Ancient City Appetite: The Compound
Recommending places to eat, in and out of Santa Fe.
653 Canyon Road, Santa Fe
Lunch: 11:00 AM - 2:30 pm Dinner: 5:00 - 9:00 pm
Open seven days – No lunch on Sundays
From the moment you open the door to The Compound and walk into the front room, you are treated with respect. Being treated with respect is not what you might call standard operating procedure at most high-end restaurants, either in or out of Santa Fe. In fact, you are more likely to be shown respect by the staff at an inexpensive restaurant than by the staff at a restaurant where lunch or dinner cost as much as they do at The Compound. What’s exceptional about The Compound is the way the staff seems to know you, even when they don’t. My guess is that this show of respect comes from the top.
Mark Kiffin, The Compound’s chef and owner, has been in Santa Fe since 1989. During his twenty-five years here, Mark has earned the respect of everyone in the restaurant business. Mark earned that respect through his cooking, to be sure, but he also earned it through the way he values his employees. Great restaurant food is a marvel. It’s hard to find, but it’s out there, especially if you know where to look. Respect, on the other hand—the kind that flows both ways—is more difficult to find, even if you think you know where to look.
These are the dishes you do not want to miss.
Tuna Tartare (with walnut toast, preserved lemon, and black caviar); $17. If you’re feeling decadent, ignore the rest of the menu, order a glass of Moet & Chandon Brut ($25), and tell your waiter to keep bringing you orders of the Tuna Tartare until you raise your hand and say, “Enough.”
Sweet Breads and Foie Gras (with cepes, cayenne, and Spanish sherry); $22. I order the foie gras every time I go.
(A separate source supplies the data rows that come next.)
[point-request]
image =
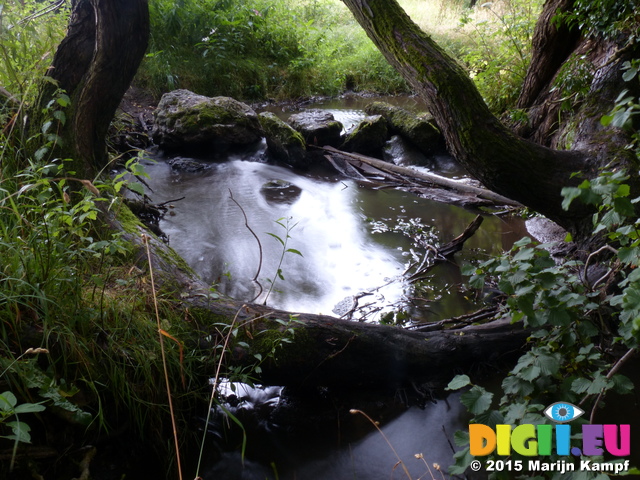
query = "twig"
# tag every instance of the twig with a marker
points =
(170, 201)
(586, 265)
(246, 224)
(617, 366)
(375, 424)
(145, 240)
It’s a window into the professional goodness of chef Kiffin’s cooking.
Chicken Schnitzel (with capers, lemon, and saut.ed spinach); $17. The Compound’s signature entree. Make sure to have a glass of Sauternes with it.
Organic Scottish Salmon (with chanterelle and squash blossom risotto, beurre blanc, and fried kale); $34.
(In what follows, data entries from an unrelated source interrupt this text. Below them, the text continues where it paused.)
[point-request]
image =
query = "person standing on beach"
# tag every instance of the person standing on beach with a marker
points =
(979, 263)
Hudson Valley Duck Breast (with choy sum, green beans, fennel, garlic, fermented black bean duck sauce, and grilled plum chutney); $35.
Yes, lunch or dinner at The Compound costs money. The thing is, when I’m sitting in the back patio, enjoying my Chicken Schnitzel with a glass of Sauternes, the combination of the food and the service makes the cost seem incidental. That’s why Mark Kiffin and his staff have my respect.